Come si può gestire l’attesa per il risultato del trattamento?

E’ inevitabile che la coppia affronti il trattamento con la speranza di rientrare proprio in quella percentuale di successi, ma è fondamentale non pensare in termini esclusivamente positivi. Un atteggiamento di questo tipo, infatti, non solo non protegge dalla sofferenza ma predispone la coppia a un dolore ancora più grande nel caso di fallimento perché significa accettare una realtà che fino a quel momento è stata negata.

Così come non è possibile affrontare il percorso pensando solo in termini esclusivamente positivi, è altrettanto controproducente pensare al trattamento con pessimismo cosmico.

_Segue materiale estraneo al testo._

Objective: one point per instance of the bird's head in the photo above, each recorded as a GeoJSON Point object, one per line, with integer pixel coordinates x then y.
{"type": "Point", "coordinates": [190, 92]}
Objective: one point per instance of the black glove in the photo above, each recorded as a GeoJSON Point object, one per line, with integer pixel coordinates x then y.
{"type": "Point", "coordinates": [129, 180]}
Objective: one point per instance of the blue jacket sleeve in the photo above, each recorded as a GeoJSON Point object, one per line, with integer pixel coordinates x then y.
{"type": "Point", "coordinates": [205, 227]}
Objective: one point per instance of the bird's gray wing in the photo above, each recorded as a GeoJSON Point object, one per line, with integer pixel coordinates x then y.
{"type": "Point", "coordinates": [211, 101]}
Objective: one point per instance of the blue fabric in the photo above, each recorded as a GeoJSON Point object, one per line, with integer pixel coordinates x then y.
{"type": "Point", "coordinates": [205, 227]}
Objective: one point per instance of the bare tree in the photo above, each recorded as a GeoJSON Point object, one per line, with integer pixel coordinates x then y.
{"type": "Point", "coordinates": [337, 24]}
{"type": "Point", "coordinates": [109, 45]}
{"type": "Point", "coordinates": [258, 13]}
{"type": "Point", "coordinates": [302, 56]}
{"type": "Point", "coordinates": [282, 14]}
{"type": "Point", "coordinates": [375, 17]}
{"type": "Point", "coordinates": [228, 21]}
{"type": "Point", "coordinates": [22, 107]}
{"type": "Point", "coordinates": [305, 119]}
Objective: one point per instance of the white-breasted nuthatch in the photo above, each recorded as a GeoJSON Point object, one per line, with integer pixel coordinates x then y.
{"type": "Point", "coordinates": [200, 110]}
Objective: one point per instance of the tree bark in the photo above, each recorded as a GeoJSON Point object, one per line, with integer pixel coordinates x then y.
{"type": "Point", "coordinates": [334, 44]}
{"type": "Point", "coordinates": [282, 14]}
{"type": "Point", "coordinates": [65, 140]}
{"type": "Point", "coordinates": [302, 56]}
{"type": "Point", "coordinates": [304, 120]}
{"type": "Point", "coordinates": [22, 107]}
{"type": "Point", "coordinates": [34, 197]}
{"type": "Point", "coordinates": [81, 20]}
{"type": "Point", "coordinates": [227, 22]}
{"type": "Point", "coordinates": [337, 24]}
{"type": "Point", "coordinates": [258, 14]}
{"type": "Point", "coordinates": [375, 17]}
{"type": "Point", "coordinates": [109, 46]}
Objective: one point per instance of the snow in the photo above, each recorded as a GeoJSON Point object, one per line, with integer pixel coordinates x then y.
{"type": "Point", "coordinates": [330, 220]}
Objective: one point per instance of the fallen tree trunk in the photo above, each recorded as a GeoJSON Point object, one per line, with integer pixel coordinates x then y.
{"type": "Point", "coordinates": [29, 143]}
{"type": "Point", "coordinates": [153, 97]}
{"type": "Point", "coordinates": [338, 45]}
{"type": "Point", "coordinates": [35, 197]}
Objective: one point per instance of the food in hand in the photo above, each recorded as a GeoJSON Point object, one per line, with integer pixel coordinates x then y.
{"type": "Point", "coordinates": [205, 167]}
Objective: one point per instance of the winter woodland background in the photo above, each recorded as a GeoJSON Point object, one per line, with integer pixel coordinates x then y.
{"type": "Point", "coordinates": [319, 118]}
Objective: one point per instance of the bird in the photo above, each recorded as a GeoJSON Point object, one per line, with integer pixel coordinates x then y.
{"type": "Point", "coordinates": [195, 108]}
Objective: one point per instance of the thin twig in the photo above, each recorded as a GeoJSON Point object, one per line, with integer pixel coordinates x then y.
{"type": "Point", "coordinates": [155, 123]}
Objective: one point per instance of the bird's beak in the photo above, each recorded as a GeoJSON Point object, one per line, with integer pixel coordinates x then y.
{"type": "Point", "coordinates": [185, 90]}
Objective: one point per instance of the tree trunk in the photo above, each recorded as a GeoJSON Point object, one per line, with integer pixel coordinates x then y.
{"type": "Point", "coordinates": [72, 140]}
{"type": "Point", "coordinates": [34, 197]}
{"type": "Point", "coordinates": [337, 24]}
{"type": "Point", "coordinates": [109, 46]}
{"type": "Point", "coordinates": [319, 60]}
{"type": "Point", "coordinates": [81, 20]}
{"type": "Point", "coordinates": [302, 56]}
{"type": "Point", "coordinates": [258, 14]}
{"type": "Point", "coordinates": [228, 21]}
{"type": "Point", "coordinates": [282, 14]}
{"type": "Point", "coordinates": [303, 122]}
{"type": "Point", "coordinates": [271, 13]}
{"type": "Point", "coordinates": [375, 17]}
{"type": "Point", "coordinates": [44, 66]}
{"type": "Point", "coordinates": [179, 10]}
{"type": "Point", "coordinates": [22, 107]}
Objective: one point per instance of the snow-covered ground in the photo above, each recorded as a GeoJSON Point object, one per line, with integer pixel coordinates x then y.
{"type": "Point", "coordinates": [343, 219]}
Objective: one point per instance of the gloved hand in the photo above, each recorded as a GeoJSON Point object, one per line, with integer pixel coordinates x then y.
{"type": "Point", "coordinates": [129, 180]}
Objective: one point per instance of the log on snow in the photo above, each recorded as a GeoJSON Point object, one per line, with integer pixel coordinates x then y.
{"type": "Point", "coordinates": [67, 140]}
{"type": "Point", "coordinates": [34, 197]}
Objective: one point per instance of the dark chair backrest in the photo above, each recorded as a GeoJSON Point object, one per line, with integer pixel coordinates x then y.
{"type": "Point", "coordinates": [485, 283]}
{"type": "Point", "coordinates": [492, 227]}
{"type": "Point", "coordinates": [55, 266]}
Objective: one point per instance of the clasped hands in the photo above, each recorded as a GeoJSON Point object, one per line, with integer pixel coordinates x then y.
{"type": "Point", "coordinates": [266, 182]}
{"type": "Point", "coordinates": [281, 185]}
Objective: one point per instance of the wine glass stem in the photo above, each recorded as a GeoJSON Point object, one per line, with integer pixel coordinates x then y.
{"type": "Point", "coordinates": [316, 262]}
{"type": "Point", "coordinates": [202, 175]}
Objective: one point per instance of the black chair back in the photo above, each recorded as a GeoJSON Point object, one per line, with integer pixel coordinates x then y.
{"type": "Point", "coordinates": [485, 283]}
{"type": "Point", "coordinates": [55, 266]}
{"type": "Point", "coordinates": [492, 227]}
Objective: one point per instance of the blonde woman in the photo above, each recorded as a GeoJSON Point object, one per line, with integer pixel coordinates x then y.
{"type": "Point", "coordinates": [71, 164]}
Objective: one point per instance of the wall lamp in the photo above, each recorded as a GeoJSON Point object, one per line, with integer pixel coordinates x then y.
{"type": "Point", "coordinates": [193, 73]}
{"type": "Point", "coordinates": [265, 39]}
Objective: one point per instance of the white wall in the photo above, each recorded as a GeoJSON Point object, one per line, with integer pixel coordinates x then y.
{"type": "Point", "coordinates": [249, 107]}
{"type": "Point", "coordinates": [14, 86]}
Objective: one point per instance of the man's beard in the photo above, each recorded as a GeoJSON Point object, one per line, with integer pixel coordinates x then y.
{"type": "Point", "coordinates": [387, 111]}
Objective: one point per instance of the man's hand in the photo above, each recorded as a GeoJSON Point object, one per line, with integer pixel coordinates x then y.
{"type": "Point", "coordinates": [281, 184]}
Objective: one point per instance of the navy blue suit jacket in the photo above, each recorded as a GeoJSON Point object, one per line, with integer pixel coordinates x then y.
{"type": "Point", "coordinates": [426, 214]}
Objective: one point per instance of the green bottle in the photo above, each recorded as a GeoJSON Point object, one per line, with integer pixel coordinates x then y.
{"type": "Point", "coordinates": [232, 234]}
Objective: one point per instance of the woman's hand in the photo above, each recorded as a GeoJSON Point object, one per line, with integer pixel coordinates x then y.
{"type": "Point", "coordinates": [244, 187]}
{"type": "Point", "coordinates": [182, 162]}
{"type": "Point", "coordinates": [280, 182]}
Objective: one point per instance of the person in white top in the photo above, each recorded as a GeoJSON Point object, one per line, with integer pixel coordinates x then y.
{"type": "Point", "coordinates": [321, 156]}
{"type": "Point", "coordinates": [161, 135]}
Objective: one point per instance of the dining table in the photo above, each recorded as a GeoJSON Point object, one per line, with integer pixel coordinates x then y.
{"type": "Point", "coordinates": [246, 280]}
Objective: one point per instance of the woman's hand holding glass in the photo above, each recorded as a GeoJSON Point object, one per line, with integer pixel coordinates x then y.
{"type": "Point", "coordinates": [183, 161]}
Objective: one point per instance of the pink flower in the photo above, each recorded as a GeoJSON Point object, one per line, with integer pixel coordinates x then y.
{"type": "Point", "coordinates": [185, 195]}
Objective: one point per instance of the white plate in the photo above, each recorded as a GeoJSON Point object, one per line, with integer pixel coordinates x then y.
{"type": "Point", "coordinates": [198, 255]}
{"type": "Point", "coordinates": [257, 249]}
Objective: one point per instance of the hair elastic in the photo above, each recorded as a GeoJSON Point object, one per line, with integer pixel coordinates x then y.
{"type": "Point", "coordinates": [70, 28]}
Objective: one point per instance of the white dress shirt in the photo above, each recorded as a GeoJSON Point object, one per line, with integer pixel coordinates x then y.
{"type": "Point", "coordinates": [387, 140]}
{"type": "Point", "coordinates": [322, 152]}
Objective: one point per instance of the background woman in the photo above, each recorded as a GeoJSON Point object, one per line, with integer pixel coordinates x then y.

Quest’atteggiamento tipicamente adottato da chi ha alle spalle tentativi non riusciti, si basa sul presupposto che non illudersi circa la possibilità di diventare genitori sia il modo migliore per ridurre la sofferenza in caso d’insuccesso. In questo caso ha senso chiedersi: è coerente desiderare un figlio al punto da essere disposti a intraprendere un percorso estremamente impegnativo come quello della Pma senza credere nell’efficacia del trattamento?

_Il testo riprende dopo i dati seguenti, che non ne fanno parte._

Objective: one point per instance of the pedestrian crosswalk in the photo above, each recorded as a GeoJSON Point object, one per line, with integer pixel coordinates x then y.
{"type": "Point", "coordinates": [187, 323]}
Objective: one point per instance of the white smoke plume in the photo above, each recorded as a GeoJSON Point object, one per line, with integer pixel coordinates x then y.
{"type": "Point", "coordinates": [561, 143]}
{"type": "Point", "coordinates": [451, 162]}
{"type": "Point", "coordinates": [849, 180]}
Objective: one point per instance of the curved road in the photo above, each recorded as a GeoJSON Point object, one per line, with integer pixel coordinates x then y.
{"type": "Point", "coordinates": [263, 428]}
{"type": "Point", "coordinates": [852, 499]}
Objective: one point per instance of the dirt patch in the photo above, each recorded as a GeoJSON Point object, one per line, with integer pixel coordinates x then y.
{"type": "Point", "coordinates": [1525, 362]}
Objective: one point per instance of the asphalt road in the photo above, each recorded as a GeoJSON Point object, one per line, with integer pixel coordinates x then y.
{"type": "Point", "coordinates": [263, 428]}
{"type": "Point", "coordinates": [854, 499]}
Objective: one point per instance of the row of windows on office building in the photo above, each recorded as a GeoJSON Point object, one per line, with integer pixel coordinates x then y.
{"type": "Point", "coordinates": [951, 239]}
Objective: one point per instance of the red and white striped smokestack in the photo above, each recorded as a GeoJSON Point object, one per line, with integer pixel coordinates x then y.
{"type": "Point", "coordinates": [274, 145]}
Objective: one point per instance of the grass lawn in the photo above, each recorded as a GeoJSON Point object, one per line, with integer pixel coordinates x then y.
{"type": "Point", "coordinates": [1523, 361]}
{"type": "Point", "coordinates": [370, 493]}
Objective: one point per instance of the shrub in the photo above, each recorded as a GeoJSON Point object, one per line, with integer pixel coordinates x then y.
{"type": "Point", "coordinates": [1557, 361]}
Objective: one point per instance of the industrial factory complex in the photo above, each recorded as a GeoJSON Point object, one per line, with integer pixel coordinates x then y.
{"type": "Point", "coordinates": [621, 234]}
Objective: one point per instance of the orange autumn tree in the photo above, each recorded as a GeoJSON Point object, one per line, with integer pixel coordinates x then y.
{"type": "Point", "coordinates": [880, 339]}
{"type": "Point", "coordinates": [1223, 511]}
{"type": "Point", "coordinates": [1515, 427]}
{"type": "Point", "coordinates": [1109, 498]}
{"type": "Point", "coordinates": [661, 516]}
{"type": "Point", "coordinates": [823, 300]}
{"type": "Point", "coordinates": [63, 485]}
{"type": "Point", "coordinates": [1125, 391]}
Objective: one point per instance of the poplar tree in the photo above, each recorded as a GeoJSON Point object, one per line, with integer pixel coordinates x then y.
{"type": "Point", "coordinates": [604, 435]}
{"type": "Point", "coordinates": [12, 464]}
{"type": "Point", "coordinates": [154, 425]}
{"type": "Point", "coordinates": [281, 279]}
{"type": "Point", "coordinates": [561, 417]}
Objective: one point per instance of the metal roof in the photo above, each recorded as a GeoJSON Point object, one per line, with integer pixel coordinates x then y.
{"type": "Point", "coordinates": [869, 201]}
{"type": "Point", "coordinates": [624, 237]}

Entrambe le modalità non sono funzionali perché si basano su un approccio alla realtà non realistico. E’ importante aiutare la coppia a capire che ogni trattamento può portare a un risultato positivo o negativo, è doveroso che gli aspiranti genitori desiderino e sperino nel successo del trattamento, ma è fondamentale che mettano  in conto entrambi gli esiti senza alimentare aspettative irrealistiche.

Essere consapevoli non significa abbandonare la speranza ma facilita la gestione del risultato QUALUNQUE ESSO SIA.